O ministro da Agricultura admite obrigar os proprietários de aves do país a declararem os animais que possuem e responsabilizá-los pelo isolamento dos bichos, por causa da gripe das aves que já atingiu sete países europeus.
Numa visita a uma exploração avícola em Aveiras de Cima, Jaime Silva advertiu que o vírus H5N1 - a estirpe mais perigosa da gripe aviária - se transmite pelas aves migratórias e por isso é necessário impedir o contacto destes animais com os que se encontram em exploração para consumo.
A medida equacionada pelo governo será tomada na época crítica para a transmissão da gripe das aves, quando as aves sobem para a Europa.

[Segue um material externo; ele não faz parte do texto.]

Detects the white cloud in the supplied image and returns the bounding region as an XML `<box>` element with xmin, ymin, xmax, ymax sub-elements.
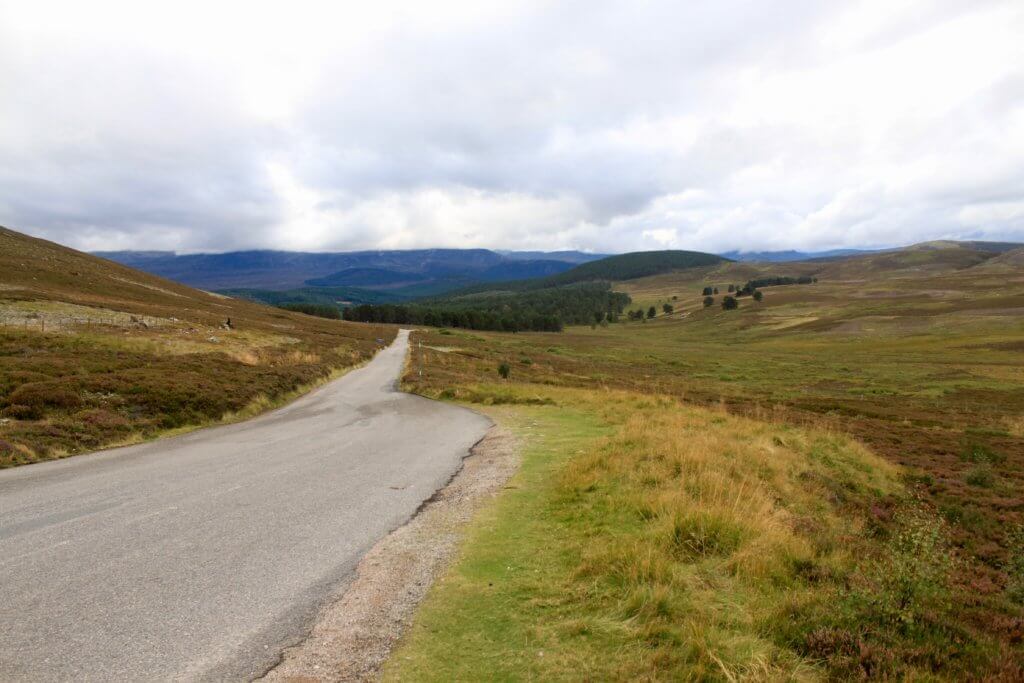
<box><xmin>0</xmin><ymin>0</ymin><xmax>1024</xmax><ymax>251</ymax></box>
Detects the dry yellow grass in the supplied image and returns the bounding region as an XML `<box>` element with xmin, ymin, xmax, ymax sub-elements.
<box><xmin>385</xmin><ymin>384</ymin><xmax>991</xmax><ymax>681</ymax></box>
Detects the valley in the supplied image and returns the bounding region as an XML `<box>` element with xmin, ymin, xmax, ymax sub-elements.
<box><xmin>0</xmin><ymin>231</ymin><xmax>1024</xmax><ymax>681</ymax></box>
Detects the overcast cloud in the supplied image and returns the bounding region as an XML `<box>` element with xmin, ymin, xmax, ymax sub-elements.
<box><xmin>0</xmin><ymin>0</ymin><xmax>1024</xmax><ymax>252</ymax></box>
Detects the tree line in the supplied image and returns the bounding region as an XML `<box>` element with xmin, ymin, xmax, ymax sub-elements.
<box><xmin>342</xmin><ymin>283</ymin><xmax>631</xmax><ymax>332</ymax></box>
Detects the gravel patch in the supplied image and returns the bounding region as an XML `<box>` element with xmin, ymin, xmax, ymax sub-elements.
<box><xmin>260</xmin><ymin>426</ymin><xmax>519</xmax><ymax>683</ymax></box>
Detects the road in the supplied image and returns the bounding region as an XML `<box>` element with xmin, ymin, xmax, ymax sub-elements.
<box><xmin>0</xmin><ymin>332</ymin><xmax>489</xmax><ymax>681</ymax></box>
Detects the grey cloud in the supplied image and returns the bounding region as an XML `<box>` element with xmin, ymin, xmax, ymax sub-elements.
<box><xmin>0</xmin><ymin>0</ymin><xmax>1024</xmax><ymax>251</ymax></box>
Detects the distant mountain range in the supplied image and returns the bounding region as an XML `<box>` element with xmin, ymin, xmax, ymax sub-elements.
<box><xmin>95</xmin><ymin>249</ymin><xmax>604</xmax><ymax>295</ymax></box>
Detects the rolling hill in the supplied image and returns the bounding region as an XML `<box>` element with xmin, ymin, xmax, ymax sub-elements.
<box><xmin>95</xmin><ymin>249</ymin><xmax>601</xmax><ymax>290</ymax></box>
<box><xmin>0</xmin><ymin>228</ymin><xmax>394</xmax><ymax>467</ymax></box>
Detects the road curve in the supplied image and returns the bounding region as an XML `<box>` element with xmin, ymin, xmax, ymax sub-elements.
<box><xmin>0</xmin><ymin>331</ymin><xmax>489</xmax><ymax>681</ymax></box>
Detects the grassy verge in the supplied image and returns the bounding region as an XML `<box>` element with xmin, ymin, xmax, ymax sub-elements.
<box><xmin>385</xmin><ymin>384</ymin><xmax>1011</xmax><ymax>681</ymax></box>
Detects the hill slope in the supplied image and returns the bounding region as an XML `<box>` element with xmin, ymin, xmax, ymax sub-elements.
<box><xmin>0</xmin><ymin>228</ymin><xmax>394</xmax><ymax>467</ymax></box>
<box><xmin>96</xmin><ymin>249</ymin><xmax>599</xmax><ymax>290</ymax></box>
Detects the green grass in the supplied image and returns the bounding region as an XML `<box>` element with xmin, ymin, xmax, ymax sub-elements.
<box><xmin>0</xmin><ymin>228</ymin><xmax>395</xmax><ymax>467</ymax></box>
<box><xmin>402</xmin><ymin>253</ymin><xmax>1024</xmax><ymax>680</ymax></box>
<box><xmin>384</xmin><ymin>384</ymin><xmax>1002</xmax><ymax>681</ymax></box>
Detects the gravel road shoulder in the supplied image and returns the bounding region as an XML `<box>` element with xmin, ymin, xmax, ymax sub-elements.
<box><xmin>261</xmin><ymin>426</ymin><xmax>519</xmax><ymax>683</ymax></box>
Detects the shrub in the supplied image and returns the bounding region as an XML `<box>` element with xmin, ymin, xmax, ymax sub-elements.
<box><xmin>278</xmin><ymin>303</ymin><xmax>341</xmax><ymax>321</ymax></box>
<box><xmin>1006</xmin><ymin>524</ymin><xmax>1024</xmax><ymax>603</ymax></box>
<box><xmin>866</xmin><ymin>508</ymin><xmax>953</xmax><ymax>627</ymax></box>
<box><xmin>964</xmin><ymin>463</ymin><xmax>995</xmax><ymax>488</ymax></box>
<box><xmin>0</xmin><ymin>403</ymin><xmax>42</xmax><ymax>420</ymax></box>
<box><xmin>8</xmin><ymin>382</ymin><xmax>82</xmax><ymax>409</ymax></box>
<box><xmin>961</xmin><ymin>443</ymin><xmax>1007</xmax><ymax>465</ymax></box>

«Hoje à tarde vou reunir com os produtores avícolas e não excluo adoptar a obrigação de declaração de aves que as pessoas têm em sua posse e exigir que tomem medidas para impedir o contacto com as aves migratórias», salientou Jaime Silva.
O ministro disse também que vai pedir às direcções-gerais de Agricultura e autarquias para que façam um inventário dos aviários existentes em regime extensivo, ou seja, aves que estão em regime aberto e que não estão confinadas a um espaço isolado.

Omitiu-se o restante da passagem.